Wilfred Lancaster

Personal information
- Full name: Wilfred Lancaster
- Date of birth: 27 September 1904
- Place of birth: Backbarrow, England
- Date of death: July 1987 (aged 82)
- Place of death: England
- Position(s): Outside forward

Senior career*
- Years: Team / Apps / (Gls)
- 19xx–1924: Dick, Kerr's / ? / (?)
- 1924–1925: Burnley / 4 / (0)

= Wilfred Lancaster =

English footballer

Wilfred Lancaster (27 September 1904 – July 1987) was an English professional footballer who played as an outside forward. Born in Backbarrow, Lancashire, he was playing for the Dick, Kerr's company team when he was signed by Football League First Division side Burnley in December 1924.
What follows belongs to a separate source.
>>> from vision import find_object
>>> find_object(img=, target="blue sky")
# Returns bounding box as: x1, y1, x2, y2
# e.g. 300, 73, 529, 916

Lancaster made his League debut on 26 December 1924 in the 0–2 defeat away at Huddersfield Town, and played again the following match against Everton. He then spent two months out of the team, returning for the 5–4 win over West Ham United on 28 February 1925. Lancaster made his final appearance for Burnley in the penultimate fixture of the 1924–25 campaign, a 1–1 draw with Aston Villa at Turf Moor. He was released by Burnley in April 1925, and his whereabouts thereafter are unknown.